Thursday, 24 October 2013
Fasihnya Bahasa Arab Si Badui
Ini adalah sebuah kisah yang sangat luar biasa, tentang seorang ulama bahasa Arab yang bernama al-Ashma’i.
Ia adalah ulama bahasa Arab yang paling tersohor. Oleh karenanya ia biasa duduk di majelisnya Harun al-Rasyid bersama para ulama lainnya. Apabila ulama-ulama lain berbeda pendapat tentang suatu permasalahan, maka Amirul Mukminin Harun al-Rasyid menoleh kepada al-Ashma’i sambil mengatakan “Bagaimana pendapatmu wahai al-Ashma’i?” Artinya Harun al-Rasyid menjadikan pendapatnya sebagai rujukan. Karena bahasanya inilah al-Ashma’i menduduki kedudukan yang mulia.
Al-Ashma’i biasa mengajarkan orang-orang bahasa Arab.
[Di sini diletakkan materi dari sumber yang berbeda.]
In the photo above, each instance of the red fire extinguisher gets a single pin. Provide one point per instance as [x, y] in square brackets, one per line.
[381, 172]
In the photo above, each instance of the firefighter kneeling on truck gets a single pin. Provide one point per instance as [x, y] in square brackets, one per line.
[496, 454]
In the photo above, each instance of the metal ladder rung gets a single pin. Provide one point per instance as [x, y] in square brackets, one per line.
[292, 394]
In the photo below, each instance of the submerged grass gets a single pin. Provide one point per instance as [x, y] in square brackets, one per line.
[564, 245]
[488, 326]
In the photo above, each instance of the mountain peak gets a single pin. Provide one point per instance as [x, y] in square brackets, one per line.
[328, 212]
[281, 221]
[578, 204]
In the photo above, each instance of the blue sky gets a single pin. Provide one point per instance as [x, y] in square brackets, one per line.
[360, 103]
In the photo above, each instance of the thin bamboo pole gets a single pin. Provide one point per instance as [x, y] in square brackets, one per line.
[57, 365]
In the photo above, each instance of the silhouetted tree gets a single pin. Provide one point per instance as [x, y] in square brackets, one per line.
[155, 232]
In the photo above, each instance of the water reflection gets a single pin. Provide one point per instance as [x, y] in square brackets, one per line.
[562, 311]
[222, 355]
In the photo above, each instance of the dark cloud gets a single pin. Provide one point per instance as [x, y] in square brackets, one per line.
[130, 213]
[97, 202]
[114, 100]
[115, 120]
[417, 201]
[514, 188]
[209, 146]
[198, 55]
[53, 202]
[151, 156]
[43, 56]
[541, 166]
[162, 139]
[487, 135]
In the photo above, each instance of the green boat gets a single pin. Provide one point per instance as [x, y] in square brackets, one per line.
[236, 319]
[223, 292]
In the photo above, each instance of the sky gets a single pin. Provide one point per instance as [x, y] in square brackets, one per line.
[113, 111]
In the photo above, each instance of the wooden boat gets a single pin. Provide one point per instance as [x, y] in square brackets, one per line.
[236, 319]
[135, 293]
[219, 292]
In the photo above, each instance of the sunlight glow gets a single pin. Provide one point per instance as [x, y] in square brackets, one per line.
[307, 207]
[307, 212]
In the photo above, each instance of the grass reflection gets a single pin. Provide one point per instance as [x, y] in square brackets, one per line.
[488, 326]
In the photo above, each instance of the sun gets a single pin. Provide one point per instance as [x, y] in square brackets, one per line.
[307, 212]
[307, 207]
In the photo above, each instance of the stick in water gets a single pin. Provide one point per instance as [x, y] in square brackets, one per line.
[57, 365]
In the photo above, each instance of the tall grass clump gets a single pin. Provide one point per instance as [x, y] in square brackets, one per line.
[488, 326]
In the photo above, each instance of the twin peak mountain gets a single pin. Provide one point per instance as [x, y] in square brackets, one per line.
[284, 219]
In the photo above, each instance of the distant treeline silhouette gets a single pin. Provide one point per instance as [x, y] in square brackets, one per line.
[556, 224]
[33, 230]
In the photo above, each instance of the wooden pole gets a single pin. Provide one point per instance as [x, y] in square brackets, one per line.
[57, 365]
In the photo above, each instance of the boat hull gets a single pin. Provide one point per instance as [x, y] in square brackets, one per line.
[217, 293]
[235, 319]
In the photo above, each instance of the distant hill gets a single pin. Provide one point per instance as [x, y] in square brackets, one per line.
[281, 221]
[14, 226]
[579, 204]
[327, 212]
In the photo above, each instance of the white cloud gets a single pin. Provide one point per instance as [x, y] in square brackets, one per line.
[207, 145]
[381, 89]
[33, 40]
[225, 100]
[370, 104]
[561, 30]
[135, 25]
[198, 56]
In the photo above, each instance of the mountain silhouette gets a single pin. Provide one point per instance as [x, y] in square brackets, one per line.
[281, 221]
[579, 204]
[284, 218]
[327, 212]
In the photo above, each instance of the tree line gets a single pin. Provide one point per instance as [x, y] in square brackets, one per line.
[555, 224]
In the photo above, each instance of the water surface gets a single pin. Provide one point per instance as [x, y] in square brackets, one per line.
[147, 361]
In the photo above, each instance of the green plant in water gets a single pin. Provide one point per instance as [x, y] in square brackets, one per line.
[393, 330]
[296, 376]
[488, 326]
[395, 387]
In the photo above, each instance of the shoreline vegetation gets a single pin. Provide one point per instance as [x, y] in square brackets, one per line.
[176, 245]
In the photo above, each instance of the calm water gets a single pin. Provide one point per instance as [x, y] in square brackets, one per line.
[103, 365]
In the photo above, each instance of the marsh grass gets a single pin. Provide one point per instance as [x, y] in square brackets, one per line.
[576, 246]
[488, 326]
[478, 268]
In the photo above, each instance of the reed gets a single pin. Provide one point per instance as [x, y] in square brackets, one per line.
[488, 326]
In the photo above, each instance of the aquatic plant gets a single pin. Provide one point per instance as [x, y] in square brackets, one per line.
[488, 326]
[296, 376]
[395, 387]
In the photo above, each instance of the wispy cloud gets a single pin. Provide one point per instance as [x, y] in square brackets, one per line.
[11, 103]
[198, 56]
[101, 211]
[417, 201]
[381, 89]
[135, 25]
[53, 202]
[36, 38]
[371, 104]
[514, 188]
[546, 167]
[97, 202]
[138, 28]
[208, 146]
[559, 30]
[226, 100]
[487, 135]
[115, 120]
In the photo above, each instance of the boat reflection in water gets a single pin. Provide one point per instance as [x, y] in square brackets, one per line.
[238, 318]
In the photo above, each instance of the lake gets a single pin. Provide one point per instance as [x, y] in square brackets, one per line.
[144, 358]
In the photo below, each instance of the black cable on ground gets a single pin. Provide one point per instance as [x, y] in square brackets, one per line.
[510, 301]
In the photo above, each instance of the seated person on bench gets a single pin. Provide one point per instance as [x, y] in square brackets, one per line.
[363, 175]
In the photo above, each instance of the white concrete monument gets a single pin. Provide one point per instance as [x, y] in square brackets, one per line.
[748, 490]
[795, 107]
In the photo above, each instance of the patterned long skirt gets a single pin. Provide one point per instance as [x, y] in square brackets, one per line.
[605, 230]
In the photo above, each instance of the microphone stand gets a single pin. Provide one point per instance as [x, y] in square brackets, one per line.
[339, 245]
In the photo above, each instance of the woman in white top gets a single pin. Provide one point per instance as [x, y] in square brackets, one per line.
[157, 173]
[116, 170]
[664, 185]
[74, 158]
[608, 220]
Pada suatu hari, ketika al-Ashma’i sedang mengutip sebuah ayat Alquran.
وَالسَّارِقُ وَالسَّارِقَةُ فَاقْطَعُوا أَيْدِيَهُمَا جَزَآءً بِمَا كَسَبَا نَكَالاً مِّنَ اللهِ وَاللهُ غَفُوْرٌ رَحِيْمٌ
“Laki-laki yang mencuri dan perempuan yang mencuri, potonglah tangan keduanya (sebagai) pembalasan bagi apa yang mereka kerjakan dan sebagai siksaan dari Allah. Dan Allah Maha Pengampun lagi Maha Penyayang.”
Salah seorang orang Arab badui yang hadir di pelajaran tersebut mengatakan, “Wahai Ashma’i, perkataan siapa itu?”
Ashma’i menjawab, “Itu firman Allah.”
Orang Arab badui itu menjawab, “Tidak mungkin Allah mengatakan perkataan itu!”
Ashma’i pun tertegun dan orang-orang yang hadir pun merasa heran, kemudian Ashma’i mengatakan, “Wahai fulan! Hati-hati kalau bicara! Ini adalah firman Allah!
Orang badui itu menjawab, “Allah berlindung dari mengucapkan perkataan demikian. Tidak mungkin Allah berfirman dengan mengatakan hal itu.
Ashma’i bertanya, “Apakah engkau hafal Alquran?”
Badui menjawab, “Tidak”
Ashma’i berusaha menerangkan dan memberinya pengertian, “Ayat ini termaktub dalam surat Al-Maidah.”
Badui itu tetap pada pendapatnya, “Mustahil Allah mengatakan kalimat itu.”
Gara-gara perkataan badui ini, orang-orang pun mulai emosi dan hampir memukulnya karena mendustakan ayat-ayat Allah dan ia mengingkarinya terang-terangan.
Ashma’i menasihati murid-muridnya yang hadir, “Bersabarlah kalian. Tolong ambilkan mush-haf Alquran, dan perlihatkan ayat tersebut padanya.” Mereka lalu mengambil mush-haf Alquran dan membuka ayat tersebut, lalu menyuruh badui itu membaca ayat.
Badui tersebut membaca
وَالسَّارِقُ وَالسَّارِقَةُ فَاقْطَعُوا أَيْدِيَهُمَا جَزَآءً بِمَا كَسَبَا نَكَالاً مِّنَ اللهِ وَاللهُ عَزِيزٌ حَكِيمٌ
“Laki-laki yang mencuri dan perempuan yang mencuri, potonglah tangan keduanya (sebagai) pembalasan bagi apa yang mereka kerjakan dan sebagai siksaan dari Allah. Dan Allah Maha Perkasa lagi Maha Bijaksana.” (QS. Al-Maidah: 38)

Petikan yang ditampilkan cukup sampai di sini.